3. Do you have lockdown procedures?
The Internet of Things (IoT) and edge computing are bringing volumes of big data into enterprise systems. Given their mobile and distributed nature, it’s incredibly easy for these devices to become lost, misplaced, or compromised. IT must be cognizant of this vulnerability and implement a plan to lock them down when they are reported missing.
4. Is all IT aligned with your security settings?
It’s not uncommon for these edge and IoT devices to arrive with default security settings that don’t sync with corporate standards.
5. How clean is your data?
Another important auditing consideration is making sure that an appropriate level of data cleaning, involving data discards, data normalization, and the use of ETL tools, is in place. This ensures that all data entering your analytics and AI systems is as clean and accurate as possible.

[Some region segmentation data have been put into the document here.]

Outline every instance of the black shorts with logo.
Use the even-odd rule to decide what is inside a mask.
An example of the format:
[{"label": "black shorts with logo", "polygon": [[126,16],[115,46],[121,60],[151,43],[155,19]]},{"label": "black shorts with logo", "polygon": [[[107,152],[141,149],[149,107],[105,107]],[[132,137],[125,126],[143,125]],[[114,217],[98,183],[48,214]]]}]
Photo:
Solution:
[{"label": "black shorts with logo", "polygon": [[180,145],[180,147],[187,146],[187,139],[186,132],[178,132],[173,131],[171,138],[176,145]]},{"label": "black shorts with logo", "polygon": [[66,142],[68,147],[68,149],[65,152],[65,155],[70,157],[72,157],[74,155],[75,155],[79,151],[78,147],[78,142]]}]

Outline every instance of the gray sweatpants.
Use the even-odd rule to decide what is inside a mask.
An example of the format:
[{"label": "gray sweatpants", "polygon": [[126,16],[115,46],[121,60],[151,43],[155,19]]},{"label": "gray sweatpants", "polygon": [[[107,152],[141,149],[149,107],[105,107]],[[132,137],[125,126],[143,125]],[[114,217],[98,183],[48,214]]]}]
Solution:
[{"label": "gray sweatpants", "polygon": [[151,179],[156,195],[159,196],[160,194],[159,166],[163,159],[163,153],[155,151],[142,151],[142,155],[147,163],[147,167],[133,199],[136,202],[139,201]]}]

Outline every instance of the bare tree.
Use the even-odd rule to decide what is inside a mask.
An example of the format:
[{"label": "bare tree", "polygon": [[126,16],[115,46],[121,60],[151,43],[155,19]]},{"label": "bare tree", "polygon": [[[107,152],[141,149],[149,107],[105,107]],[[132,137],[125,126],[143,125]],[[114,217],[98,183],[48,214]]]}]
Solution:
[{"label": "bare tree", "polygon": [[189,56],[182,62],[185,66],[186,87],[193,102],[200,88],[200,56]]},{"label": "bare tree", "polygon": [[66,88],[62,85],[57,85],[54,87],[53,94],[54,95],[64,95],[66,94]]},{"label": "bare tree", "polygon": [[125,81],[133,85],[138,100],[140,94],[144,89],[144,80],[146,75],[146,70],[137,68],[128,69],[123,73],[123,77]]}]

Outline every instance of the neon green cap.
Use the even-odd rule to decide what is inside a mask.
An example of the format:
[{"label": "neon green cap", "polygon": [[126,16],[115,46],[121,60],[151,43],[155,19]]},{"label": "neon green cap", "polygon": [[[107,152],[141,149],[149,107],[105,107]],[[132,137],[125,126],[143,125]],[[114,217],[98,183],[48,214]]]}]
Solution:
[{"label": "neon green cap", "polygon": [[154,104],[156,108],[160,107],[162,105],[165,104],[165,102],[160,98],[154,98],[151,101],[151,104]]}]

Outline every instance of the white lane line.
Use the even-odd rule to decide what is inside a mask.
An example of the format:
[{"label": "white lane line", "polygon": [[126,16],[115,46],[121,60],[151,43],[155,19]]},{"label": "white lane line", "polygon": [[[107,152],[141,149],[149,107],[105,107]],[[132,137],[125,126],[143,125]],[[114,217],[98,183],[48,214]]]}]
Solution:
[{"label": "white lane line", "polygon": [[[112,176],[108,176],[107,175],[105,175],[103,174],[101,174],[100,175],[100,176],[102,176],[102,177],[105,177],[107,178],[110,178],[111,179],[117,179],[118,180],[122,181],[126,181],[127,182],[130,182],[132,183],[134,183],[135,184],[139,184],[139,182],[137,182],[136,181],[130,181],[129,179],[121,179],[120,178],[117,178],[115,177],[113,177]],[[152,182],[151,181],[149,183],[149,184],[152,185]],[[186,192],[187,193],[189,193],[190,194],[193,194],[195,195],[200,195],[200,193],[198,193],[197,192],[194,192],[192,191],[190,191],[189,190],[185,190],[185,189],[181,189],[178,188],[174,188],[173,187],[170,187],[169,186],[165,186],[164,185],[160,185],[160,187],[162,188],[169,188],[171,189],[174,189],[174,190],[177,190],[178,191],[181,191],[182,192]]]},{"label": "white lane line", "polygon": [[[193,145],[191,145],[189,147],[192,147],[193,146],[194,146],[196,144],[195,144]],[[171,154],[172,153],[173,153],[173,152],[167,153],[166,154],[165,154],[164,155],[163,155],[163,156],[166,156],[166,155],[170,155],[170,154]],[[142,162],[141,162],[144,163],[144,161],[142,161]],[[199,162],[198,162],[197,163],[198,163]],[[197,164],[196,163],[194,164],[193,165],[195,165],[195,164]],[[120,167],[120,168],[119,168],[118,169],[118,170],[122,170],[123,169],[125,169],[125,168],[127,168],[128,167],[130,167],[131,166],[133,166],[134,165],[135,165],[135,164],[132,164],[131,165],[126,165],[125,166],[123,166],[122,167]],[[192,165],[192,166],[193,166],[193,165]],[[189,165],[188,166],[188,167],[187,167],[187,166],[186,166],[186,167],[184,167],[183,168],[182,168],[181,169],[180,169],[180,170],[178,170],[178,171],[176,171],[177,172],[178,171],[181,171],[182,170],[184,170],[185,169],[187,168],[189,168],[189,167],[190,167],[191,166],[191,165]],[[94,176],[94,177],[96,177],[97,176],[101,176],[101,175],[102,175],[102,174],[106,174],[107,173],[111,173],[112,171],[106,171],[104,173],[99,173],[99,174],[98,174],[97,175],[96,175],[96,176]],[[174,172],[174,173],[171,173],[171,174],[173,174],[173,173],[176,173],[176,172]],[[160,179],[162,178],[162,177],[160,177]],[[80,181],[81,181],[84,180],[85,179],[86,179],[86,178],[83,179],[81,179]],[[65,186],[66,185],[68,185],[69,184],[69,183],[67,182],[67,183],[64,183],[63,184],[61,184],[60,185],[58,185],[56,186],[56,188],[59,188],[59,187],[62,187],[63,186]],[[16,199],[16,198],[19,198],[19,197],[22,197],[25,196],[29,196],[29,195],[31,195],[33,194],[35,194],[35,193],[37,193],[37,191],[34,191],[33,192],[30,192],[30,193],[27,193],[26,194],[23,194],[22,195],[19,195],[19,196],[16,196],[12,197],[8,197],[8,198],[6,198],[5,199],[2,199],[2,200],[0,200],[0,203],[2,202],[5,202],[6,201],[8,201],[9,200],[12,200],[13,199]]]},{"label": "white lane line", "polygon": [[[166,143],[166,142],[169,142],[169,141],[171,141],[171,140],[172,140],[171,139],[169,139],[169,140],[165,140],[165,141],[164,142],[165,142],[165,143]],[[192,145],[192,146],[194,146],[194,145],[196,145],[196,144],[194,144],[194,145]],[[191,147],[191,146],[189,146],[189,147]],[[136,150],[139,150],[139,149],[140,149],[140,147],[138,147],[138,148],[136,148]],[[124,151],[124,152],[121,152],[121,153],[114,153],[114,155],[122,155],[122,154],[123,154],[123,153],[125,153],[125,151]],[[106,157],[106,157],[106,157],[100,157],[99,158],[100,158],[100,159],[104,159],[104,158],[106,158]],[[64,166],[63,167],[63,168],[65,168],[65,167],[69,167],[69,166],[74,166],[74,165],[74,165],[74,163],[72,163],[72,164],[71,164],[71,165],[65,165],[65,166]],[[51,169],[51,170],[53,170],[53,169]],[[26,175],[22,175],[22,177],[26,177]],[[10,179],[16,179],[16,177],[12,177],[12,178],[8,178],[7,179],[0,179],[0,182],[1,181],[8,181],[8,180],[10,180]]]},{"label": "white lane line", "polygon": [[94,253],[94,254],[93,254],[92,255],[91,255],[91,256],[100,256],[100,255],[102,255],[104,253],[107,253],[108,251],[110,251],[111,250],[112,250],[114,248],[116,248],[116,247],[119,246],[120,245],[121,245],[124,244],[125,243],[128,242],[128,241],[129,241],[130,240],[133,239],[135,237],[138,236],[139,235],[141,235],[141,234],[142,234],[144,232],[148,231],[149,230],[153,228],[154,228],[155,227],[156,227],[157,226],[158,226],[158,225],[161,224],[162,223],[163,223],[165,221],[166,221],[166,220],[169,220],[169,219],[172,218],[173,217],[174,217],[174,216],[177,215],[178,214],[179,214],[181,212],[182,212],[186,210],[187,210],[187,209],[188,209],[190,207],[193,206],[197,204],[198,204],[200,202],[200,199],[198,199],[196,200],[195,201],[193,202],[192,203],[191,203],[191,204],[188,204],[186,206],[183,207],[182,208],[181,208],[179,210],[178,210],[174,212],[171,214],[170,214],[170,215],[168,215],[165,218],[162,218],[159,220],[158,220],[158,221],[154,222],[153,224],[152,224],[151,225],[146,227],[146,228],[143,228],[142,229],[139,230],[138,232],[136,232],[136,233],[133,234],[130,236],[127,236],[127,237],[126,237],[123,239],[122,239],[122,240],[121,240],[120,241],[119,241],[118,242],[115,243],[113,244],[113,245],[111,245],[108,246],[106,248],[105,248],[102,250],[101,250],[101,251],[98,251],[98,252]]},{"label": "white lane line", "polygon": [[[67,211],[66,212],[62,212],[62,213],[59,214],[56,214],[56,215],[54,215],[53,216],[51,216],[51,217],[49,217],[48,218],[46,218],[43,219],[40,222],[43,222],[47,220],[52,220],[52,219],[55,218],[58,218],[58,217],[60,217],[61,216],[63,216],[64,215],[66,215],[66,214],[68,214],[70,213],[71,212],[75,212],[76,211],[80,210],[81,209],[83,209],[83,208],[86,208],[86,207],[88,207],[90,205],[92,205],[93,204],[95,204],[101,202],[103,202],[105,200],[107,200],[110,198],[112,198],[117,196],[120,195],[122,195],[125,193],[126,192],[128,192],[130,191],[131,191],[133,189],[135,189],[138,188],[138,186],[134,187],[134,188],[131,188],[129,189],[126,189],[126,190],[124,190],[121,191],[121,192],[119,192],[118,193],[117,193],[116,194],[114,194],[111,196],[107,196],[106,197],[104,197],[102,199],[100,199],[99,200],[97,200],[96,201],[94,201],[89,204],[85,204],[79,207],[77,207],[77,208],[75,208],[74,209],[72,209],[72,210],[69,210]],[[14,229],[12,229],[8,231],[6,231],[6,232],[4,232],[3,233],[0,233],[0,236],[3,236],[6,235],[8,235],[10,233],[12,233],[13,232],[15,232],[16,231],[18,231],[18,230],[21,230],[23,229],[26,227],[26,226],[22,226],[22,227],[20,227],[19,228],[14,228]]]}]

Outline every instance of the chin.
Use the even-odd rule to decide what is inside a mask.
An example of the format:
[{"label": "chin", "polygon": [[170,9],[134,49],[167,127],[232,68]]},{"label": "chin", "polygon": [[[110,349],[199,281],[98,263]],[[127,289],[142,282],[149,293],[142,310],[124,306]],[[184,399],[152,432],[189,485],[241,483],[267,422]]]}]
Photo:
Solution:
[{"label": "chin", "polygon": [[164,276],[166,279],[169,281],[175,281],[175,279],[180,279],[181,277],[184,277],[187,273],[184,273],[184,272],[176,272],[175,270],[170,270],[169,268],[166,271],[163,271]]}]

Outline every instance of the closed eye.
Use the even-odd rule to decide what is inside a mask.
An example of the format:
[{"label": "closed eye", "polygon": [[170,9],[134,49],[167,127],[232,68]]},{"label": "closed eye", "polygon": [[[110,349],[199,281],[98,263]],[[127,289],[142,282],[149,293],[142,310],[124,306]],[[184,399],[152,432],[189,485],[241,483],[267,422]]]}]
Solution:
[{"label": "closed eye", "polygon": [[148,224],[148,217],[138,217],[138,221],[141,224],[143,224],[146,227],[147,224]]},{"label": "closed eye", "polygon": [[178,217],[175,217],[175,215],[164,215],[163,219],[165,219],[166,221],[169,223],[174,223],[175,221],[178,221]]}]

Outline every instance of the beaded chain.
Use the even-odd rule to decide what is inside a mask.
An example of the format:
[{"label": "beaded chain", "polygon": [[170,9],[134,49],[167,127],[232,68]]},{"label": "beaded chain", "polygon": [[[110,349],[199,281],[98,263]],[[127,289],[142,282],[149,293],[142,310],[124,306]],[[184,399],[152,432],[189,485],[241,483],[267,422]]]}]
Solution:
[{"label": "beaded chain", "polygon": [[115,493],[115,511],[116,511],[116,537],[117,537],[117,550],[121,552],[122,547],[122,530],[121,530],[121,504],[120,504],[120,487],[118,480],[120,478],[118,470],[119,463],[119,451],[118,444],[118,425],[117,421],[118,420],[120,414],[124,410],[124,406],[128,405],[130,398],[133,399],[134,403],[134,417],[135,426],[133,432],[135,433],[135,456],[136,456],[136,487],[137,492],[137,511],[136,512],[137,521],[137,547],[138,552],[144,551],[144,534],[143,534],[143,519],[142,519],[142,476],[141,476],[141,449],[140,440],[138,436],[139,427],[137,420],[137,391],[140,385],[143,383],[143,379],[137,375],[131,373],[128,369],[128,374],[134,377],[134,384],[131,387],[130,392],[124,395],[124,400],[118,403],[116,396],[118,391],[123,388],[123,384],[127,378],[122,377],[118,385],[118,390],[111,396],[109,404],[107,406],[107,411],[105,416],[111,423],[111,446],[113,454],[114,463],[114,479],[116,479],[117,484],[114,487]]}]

6. How accurate is your AI?
The algorithms and the data that are used in AI systems continuously change. As such, the assumptions for AI that are true today may not be so tomorrow. In addition, there’s always the chance that AI is incorporating biases that are not immediately detected. To address these concerns, you should ensure that monitoring and revising AI algorithms, queries, and data be a continuous and ongoing process.
7. Who is authorized to touch your big data and AI?
In order to ensure that only authorized users are accessing big data repositories, AI and analytics systems, these should all be monitored on a 24/7 basis.
8. Is your AI fulfilling its mission?
AI systems should be assessed to confirm that they are addressing business needs on an annual basis, if not more frequently. If they fail to deliver, they should be revised or discarded.
9. Can you failover if AI fails?
If AI is embedded into business processes, it’s vital that your disaster recovery plan address what happens if these systems become inoperable.